Tonight's show at London's 500-capacity Underworld is Sophie's first-ever as a solo star, and it unsurprisingly sold out in moments. It starts promisingly enough as well, the guitarist taking the stage with her backing band and opening with two of her earliest originals, Battleground and Bulletproof Revolver. She proves endearing between songs as well, humbly and giddily talking with a crammed-in crowd.

That fever pitch swiftly sags, though. Sophie is joined onstage by her first singer, a geezer called Gaz. He leads the instrumentalists through a series of Imposter Syndrome songs, faring decently given how many different voices were on the thing. Yet that's seemingly not what the turnout tonight is for; many of the attendees arrived in shirts dedicated to AC/DC, Iron Maiden and other old school superstars, and any appetite for the covers that made Sophie a sensation goes almost entirely unfed. Across 80 minutes, fans get just three reinterpretations from yesteryear: Enter Sandman and Thunderstruck back-to-back, then, later, a seemingly improvised shred with a Super Mario Bros motif in it.

The evening's second and final singer is Marisa Rodriguez, of hard rockers Marisa And The Moths.
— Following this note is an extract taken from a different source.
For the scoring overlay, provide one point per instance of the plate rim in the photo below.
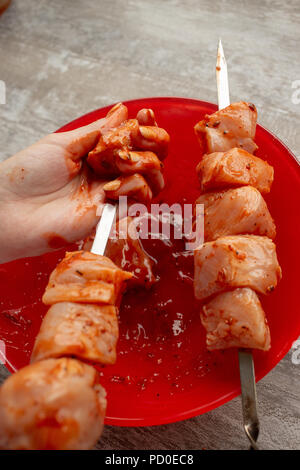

More originals follow, and by the time Sophie et al have been onstage for an hour, the audience has visibly thinned. The last cover of the night is a take on Machine Gun Kelly's I Think I'm Okay. As a pop punk track played to a room of hard rock diehards, Marisa's announcement of it begets cheers from only two people.

Sophie Lloyd is a top tier guitarist, and it'd be ludicrous to argue otherwise. However, what she played tonight was a little at odds with what she's known for, the rock and metal classics that have populated her channel for years barely present. This time, what could have been a nostalgic party at times perhaps felt just a little too perfunctory.